Join a group, volunteer, go to networking events, start hitting the gym, etc. YOU need to build a life here that revolves around what you want out of YOUR life.
Anonymous
Anonymous wrote:
Anonymous wrote:You were supposed to have developed your own life by now. You’ve been here months. Make friends and get some hobbies.


It is really hard to create a whole new life from scratch more or less in three months and I am trying. It is very hard during covid to meet people because first of all I don't have an office to go to where there are after work happy hours and stuff. I signed on to do shifts at a soup kitchen and it is mainly older women. I jog at Rock Creek Park and even joined a running group but everyone seems either married or not into making friends. I feel hopeless and sad.


There’s simply no shortage of things to do and groups to join in DC. At least show you are making an effort, it back on the requests and you won’t seem so clingy.
Anonymous
This is why I'd never move to my sibling.

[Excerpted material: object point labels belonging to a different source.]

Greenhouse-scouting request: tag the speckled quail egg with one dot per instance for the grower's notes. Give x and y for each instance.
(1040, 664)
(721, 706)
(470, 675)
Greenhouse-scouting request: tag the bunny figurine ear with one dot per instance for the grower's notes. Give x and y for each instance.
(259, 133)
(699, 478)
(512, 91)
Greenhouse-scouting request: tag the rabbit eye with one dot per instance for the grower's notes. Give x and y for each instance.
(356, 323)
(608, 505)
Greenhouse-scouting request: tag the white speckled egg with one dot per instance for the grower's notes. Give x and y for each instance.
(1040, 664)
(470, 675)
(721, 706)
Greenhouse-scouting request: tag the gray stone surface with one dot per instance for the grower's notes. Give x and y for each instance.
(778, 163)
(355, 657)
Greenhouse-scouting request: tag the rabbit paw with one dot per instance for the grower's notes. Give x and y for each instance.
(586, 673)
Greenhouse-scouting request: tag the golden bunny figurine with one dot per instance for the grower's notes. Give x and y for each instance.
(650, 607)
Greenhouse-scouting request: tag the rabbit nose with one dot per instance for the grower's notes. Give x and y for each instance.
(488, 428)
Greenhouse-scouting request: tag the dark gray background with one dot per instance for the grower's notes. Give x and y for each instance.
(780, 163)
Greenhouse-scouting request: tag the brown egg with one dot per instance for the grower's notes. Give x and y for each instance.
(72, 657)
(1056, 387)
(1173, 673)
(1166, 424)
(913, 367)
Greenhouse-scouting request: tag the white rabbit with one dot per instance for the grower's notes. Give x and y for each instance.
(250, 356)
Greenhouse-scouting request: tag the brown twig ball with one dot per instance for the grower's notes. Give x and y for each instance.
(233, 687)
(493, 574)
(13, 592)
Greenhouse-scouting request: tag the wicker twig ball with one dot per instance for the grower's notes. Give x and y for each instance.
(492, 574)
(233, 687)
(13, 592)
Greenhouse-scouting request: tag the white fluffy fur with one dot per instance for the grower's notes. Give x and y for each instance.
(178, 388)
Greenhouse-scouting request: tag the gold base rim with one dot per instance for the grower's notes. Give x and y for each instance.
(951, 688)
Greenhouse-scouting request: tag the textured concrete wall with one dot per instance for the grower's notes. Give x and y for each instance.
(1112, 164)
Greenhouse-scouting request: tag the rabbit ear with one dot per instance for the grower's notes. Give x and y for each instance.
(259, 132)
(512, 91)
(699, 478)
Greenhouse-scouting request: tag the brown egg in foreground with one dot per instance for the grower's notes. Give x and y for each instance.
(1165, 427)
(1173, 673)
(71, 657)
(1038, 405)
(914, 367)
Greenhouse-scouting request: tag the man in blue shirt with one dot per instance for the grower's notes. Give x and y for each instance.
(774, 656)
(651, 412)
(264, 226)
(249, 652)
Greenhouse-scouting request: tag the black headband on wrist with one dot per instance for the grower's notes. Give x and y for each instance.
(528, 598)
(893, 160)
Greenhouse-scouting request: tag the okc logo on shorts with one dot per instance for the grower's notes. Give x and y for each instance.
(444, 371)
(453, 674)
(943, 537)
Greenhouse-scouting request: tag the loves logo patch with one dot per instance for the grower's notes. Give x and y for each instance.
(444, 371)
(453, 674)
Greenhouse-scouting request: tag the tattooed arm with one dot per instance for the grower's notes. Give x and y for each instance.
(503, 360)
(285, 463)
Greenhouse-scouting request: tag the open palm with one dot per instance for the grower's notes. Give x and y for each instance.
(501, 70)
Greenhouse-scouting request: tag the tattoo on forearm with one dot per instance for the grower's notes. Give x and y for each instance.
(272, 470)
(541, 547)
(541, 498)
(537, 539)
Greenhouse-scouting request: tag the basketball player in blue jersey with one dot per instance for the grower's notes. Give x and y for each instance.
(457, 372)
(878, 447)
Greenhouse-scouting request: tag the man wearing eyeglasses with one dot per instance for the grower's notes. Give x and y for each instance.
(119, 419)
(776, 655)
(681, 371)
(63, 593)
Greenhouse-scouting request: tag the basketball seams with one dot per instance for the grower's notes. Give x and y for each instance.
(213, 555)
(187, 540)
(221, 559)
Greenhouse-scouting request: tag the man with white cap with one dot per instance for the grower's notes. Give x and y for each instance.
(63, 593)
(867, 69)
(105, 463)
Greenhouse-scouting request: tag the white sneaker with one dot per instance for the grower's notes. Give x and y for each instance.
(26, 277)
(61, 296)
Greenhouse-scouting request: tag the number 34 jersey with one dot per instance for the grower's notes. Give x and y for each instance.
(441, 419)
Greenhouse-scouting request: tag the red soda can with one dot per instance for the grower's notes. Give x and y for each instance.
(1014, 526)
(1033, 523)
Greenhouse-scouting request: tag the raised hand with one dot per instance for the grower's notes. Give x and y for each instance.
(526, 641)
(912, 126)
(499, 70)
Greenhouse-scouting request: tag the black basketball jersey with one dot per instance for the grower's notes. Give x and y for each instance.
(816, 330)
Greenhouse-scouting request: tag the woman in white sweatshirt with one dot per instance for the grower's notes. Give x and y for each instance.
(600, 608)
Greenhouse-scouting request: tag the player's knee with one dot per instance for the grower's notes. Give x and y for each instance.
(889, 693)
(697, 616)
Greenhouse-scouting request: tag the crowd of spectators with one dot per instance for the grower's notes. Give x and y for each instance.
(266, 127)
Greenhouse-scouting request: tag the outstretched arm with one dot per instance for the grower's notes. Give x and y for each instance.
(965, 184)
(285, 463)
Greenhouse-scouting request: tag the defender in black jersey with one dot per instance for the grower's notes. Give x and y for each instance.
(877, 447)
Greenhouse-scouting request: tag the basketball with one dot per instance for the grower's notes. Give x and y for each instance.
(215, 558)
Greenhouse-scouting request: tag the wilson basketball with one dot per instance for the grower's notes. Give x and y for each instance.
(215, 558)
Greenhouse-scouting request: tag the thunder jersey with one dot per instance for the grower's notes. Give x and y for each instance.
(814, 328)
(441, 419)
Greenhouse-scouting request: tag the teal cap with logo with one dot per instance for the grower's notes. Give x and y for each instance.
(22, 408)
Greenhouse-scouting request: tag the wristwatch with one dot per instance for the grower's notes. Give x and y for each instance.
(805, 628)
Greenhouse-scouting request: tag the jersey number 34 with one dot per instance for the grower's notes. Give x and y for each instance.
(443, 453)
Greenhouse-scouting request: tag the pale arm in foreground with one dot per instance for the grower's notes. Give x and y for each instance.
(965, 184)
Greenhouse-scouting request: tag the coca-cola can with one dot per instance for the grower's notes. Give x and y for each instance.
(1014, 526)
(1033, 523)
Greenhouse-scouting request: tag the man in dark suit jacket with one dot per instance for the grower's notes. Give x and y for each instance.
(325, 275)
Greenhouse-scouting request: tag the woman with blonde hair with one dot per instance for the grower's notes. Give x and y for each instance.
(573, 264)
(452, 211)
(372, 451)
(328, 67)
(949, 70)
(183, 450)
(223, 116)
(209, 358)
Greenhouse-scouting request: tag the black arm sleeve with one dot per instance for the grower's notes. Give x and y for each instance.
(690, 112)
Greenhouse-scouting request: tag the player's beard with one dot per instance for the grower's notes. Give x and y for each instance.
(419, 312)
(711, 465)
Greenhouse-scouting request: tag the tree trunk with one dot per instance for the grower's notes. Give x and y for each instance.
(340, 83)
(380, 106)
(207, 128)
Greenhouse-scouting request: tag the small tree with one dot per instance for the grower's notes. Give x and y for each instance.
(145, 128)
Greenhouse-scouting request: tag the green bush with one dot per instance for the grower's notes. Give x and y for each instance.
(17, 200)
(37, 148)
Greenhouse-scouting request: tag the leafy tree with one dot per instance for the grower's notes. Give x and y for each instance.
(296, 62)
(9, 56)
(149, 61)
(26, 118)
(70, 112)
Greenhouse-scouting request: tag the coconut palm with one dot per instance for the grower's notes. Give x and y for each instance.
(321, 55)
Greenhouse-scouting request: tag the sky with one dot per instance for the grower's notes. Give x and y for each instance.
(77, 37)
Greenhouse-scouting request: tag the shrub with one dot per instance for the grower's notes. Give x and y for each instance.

Move back to NY or somewhere fun. There is no relationship. Move on.
Anonymous
Maybe she just wanted you as a free babysitter during covid.
Anonymous
Yes, kids can have stuff every night of the week. If they are school-aged, I also would find it a bit much for you to be coming over for dinner frequently on school nights. You want to work from her house everyday? That's too much, OP.
Anonymous
Maybe get screened for depression. Or at the very least find a therapist to work through your feelings of hopelessness and sadness.
Anonymous
Your sister was wrong to complain to your mother.

She should have had a conversation with you directly.

Keep working on branching out. If you like DC stay if you don't move elsewhere.